The editors make two particularly useful contributions to the anthology. At the outset of each section, an introduction effectively summarizes and presents key issues for that section's readings, relates dominant themes to those earlier or later in the anthology, and outlines the significance of the individual excerpts in terms of the editors' proposed field of image studies. Aware of the bias with which they may have compiled the volume, however, the editors also have chosen to include four alternative tables of contents that fall at the end of the book's general introduction. Broad categorical headings—“theoretical approaches to the analysis of images,” “disciplines dealing with images,” “types of images,” and “issues and debates in image studies”—provide readers with alternative ways of utilizing the readings and encourage multiple and varied readings of the collection. Accessible and well-organized, these alternative tables go far in exemplifying the extent to which the editors wish to open up the field of inquiry in the study of images.
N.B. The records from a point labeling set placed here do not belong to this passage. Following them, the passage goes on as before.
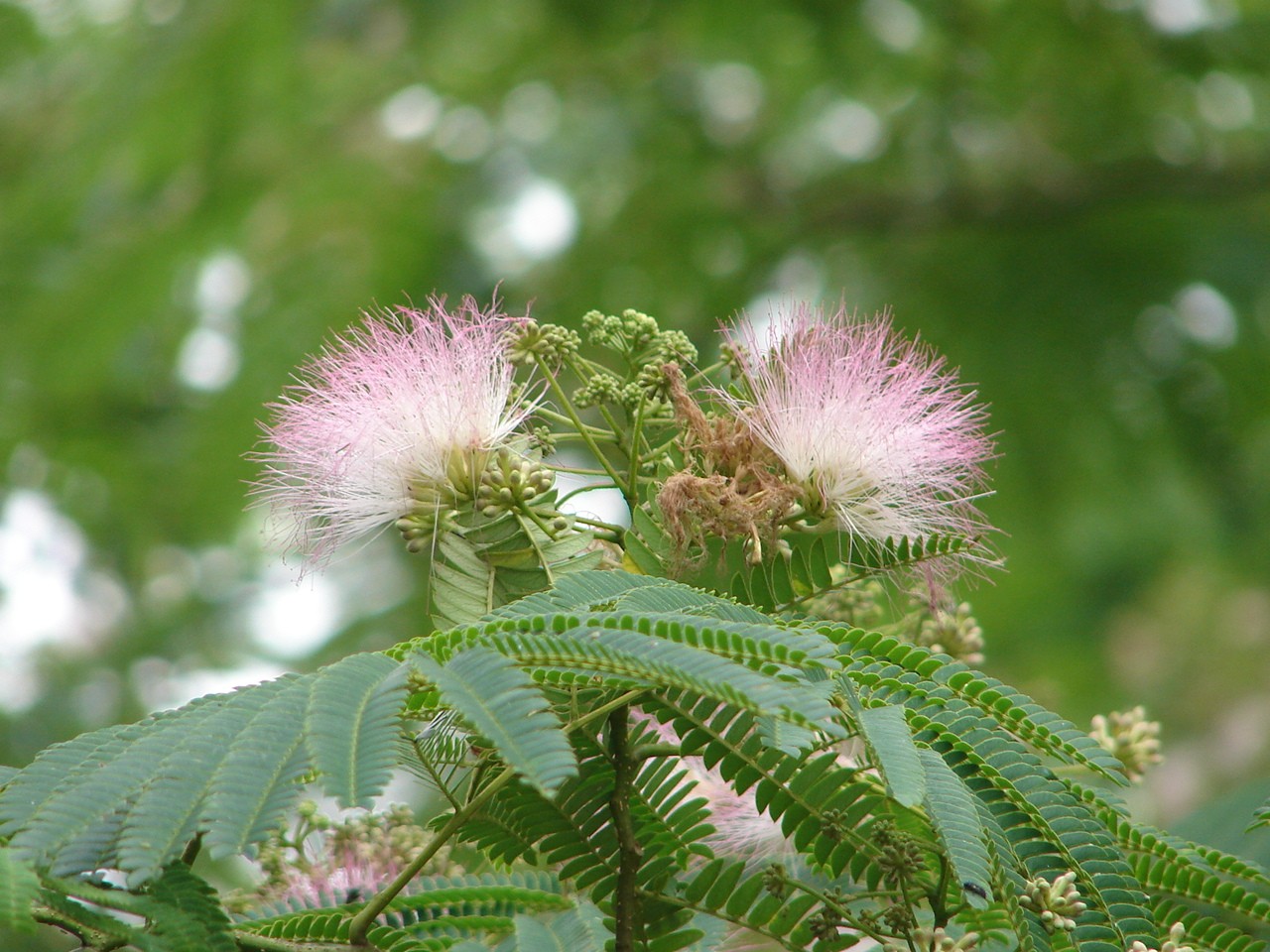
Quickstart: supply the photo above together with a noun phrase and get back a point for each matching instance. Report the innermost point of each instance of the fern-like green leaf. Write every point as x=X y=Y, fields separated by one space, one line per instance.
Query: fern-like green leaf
x=572 y=930
x=631 y=657
x=19 y=887
x=167 y=812
x=75 y=826
x=258 y=779
x=728 y=890
x=1012 y=710
x=352 y=726
x=887 y=734
x=1201 y=885
x=955 y=817
x=186 y=912
x=581 y=592
x=503 y=703
x=1203 y=930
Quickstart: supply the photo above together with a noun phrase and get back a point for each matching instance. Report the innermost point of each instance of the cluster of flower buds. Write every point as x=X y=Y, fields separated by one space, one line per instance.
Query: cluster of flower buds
x=939 y=941
x=1057 y=902
x=1174 y=943
x=353 y=857
x=511 y=481
x=547 y=341
x=1130 y=738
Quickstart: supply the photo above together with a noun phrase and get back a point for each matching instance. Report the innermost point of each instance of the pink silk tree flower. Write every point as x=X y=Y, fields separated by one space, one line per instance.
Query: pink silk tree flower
x=395 y=416
x=875 y=428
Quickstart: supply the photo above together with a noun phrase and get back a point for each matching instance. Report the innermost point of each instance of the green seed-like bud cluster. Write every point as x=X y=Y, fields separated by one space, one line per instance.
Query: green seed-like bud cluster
x=629 y=333
x=956 y=634
x=1174 y=943
x=1057 y=902
x=1130 y=738
x=432 y=515
x=901 y=855
x=601 y=389
x=549 y=341
x=674 y=345
x=776 y=880
x=545 y=439
x=511 y=481
x=939 y=941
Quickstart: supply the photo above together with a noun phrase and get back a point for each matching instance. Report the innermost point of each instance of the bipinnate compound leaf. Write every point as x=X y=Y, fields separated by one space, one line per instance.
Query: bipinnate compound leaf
x=258 y=780
x=955 y=817
x=352 y=726
x=168 y=810
x=19 y=885
x=887 y=734
x=503 y=703
x=186 y=912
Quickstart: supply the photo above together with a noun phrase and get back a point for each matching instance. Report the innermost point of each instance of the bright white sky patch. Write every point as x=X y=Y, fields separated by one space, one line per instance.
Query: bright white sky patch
x=48 y=594
x=208 y=359
x=852 y=131
x=730 y=96
x=539 y=222
x=1206 y=316
x=531 y=113
x=293 y=619
x=1224 y=103
x=411 y=113
x=222 y=285
x=603 y=504
x=209 y=356
x=463 y=135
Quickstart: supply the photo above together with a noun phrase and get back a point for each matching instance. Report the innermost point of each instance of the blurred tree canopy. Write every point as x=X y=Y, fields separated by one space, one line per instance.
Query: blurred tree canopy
x=1070 y=199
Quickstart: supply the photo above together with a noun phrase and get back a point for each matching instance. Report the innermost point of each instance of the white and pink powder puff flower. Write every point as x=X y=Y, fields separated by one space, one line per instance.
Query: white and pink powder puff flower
x=382 y=419
x=875 y=428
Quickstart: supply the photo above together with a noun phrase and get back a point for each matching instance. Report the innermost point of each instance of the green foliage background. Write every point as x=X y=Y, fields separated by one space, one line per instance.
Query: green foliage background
x=1046 y=181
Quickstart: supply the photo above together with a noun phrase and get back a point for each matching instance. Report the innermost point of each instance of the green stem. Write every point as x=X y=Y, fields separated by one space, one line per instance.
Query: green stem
x=252 y=942
x=87 y=937
x=362 y=921
x=380 y=901
x=534 y=542
x=576 y=420
x=630 y=853
x=634 y=457
x=607 y=527
x=645 y=751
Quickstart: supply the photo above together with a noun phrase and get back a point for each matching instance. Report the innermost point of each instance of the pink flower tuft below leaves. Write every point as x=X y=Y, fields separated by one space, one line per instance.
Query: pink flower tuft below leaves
x=380 y=412
x=875 y=426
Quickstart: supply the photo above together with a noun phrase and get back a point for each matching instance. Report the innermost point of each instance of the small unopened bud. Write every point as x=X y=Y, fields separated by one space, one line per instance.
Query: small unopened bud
x=549 y=341
x=1174 y=943
x=1130 y=738
x=955 y=634
x=1057 y=902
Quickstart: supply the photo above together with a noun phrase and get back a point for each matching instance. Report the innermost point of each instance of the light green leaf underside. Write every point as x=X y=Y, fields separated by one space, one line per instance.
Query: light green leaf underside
x=226 y=767
x=502 y=702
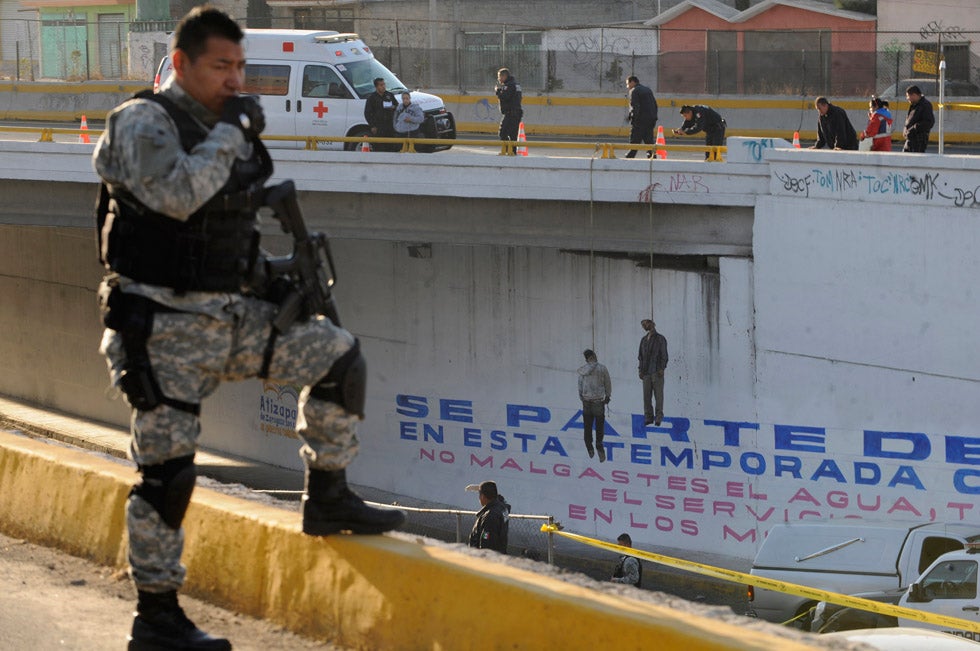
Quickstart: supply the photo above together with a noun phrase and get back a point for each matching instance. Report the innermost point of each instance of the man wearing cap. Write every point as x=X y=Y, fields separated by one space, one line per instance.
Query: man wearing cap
x=834 y=128
x=492 y=521
x=919 y=121
x=642 y=115
x=595 y=390
x=628 y=569
x=653 y=361
x=703 y=118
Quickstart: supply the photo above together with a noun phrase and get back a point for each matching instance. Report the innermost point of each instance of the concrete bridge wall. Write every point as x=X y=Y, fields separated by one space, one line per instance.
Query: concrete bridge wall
x=818 y=306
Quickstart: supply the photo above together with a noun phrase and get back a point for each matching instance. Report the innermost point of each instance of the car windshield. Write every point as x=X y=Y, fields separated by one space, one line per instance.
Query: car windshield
x=361 y=76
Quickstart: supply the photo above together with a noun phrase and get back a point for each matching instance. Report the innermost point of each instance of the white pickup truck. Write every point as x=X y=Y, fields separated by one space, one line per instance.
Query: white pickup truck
x=846 y=557
x=947 y=587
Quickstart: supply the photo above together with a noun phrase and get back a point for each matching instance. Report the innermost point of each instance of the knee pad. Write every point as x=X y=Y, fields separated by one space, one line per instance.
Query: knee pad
x=167 y=487
x=346 y=382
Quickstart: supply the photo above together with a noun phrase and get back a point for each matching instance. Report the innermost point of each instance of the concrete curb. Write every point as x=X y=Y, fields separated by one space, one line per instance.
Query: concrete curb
x=357 y=591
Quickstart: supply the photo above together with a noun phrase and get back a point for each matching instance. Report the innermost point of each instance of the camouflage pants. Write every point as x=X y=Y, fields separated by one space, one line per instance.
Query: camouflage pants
x=191 y=353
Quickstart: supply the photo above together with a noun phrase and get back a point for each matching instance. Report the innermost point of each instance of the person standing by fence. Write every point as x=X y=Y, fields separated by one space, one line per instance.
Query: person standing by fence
x=408 y=117
x=834 y=128
x=595 y=390
x=628 y=569
x=492 y=521
x=703 y=118
x=879 y=128
x=919 y=121
x=652 y=363
x=509 y=96
x=642 y=115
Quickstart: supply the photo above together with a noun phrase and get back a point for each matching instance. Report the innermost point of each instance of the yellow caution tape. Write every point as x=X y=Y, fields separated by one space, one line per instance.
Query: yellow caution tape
x=773 y=584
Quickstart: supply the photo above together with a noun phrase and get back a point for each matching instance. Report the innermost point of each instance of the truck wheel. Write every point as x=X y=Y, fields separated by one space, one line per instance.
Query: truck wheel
x=359 y=132
x=804 y=617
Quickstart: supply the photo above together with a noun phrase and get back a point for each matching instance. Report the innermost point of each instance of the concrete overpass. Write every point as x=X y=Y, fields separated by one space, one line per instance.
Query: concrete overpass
x=784 y=283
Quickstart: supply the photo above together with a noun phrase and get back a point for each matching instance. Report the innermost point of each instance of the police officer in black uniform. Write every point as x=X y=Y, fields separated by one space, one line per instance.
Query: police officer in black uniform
x=509 y=95
x=379 y=112
x=703 y=118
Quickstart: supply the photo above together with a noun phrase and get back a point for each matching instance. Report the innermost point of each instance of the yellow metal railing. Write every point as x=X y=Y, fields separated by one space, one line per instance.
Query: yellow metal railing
x=408 y=145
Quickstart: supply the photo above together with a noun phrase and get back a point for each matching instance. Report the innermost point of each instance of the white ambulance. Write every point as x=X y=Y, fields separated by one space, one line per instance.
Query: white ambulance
x=314 y=83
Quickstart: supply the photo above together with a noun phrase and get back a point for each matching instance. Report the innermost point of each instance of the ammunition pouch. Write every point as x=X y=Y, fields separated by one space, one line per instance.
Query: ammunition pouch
x=131 y=315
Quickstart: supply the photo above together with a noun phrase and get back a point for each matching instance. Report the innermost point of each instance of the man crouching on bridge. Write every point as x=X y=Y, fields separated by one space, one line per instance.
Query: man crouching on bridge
x=184 y=311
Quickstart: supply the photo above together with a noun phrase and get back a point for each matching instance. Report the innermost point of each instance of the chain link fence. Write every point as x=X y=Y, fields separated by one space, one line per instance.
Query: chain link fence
x=524 y=537
x=462 y=57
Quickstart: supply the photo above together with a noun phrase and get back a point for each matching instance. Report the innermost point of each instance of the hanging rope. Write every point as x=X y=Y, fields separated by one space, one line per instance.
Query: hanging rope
x=650 y=204
x=592 y=246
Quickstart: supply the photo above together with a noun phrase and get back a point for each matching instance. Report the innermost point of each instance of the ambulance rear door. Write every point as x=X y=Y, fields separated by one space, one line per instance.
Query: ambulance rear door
x=276 y=83
x=323 y=102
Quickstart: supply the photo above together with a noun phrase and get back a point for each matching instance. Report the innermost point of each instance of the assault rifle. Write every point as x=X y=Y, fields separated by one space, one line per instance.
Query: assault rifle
x=308 y=270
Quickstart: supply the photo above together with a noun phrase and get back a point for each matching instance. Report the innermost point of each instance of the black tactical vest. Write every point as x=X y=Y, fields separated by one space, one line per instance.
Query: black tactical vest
x=214 y=250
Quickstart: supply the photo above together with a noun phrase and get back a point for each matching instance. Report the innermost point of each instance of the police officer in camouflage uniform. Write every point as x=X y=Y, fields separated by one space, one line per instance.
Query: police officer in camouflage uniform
x=178 y=236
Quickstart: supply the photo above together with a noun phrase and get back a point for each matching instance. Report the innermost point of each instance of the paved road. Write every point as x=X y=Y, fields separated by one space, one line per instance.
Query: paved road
x=51 y=600
x=587 y=149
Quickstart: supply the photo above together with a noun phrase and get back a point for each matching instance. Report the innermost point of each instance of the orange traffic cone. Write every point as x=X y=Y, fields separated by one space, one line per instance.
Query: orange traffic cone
x=661 y=153
x=521 y=151
x=83 y=136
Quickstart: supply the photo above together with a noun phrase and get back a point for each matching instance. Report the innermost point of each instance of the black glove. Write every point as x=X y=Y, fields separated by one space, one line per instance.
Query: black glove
x=245 y=112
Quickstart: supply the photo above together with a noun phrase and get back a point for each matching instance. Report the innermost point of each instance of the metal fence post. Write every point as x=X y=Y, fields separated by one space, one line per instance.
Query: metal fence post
x=551 y=541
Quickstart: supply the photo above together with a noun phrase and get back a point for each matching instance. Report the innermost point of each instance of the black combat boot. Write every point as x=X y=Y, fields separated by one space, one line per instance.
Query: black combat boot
x=161 y=624
x=329 y=506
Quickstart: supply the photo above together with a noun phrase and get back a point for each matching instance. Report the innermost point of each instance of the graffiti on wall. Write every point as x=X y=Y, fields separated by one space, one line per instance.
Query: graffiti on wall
x=936 y=188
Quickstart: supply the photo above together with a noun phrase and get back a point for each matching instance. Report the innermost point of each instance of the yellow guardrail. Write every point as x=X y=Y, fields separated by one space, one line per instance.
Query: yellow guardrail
x=408 y=145
x=774 y=584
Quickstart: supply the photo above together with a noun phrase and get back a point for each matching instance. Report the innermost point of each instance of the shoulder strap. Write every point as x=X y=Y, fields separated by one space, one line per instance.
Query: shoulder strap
x=190 y=132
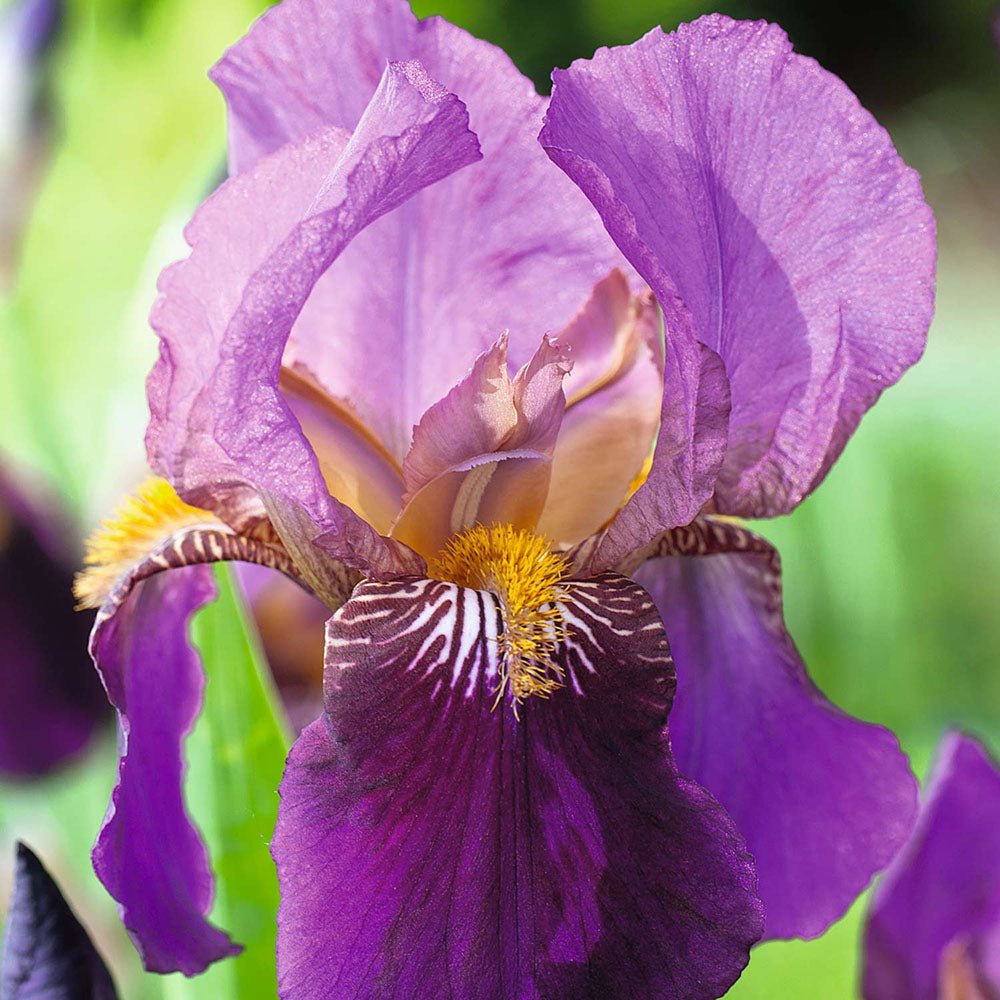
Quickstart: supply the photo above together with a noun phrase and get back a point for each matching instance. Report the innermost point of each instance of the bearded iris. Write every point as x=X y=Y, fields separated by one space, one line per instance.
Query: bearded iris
x=729 y=267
In selecting and editing the texts for Images , however, the editors convey a paradoxical set of intentions. Each text has been drastically abridged (for example, the entry for Walter Benjamin's The Dialectical Image condenses the twenty page essay into ten short paragraphs spanning just two pages) and most original footnotes have been deleted in a deliberate attempt to “include more selections” (17). Yet the entire work limits itself to Western conceptions of and intellectual approaches to images. The main inclusion of an “Eastern image culture” is a short essay (including images, just over three pages) by Ernest Fenollosa on Chinese characters titled The Roots of Poetry . The editors acknowledge this limitation by contending that the complexity of image culture could not be contained in a single volume, but their editing conventions suggest that their efforts could have yielded a more inclusive result.

Nevertheless, as a sort of “primer” for an interdisciplinary consideration of images, Images: A Reader is a noteworthy and accessible contribution to the continually evolving field of cultural critique, and is a useful tool for students and scholars alike. Despite the editors' debatable success in demarcating a new field of “image studies,” the anthology represents a worthwhile effort to innovatively relate and interpret many of the foundational and contemporary texts of Western intellectual thought. While providing “a representative but not exhaustive range of the historical contexts, institutionalized discourses, theoretical approaches and debates that are pertinent to the study of images” (3), the anthology may not argue for particular definitions of the “image” or “image culture,” but the selection and arrangement of texts implicitly critiques the nature of current considerations of images and visual culture. By conceiving of an “image culture” and an “image studies” that is characterized by both historical and contemporary contexts, Images: A Reader tacitly supersedes the notion that ours is a uniquely “visual” culture, suggesting instead that the study of images is necessary due to the longevity and permanence of images throughout the history of human experience.

 

1. Nicholas Mirzeoff, The Visual Culture Reader (London: Routledge, 1998), 3.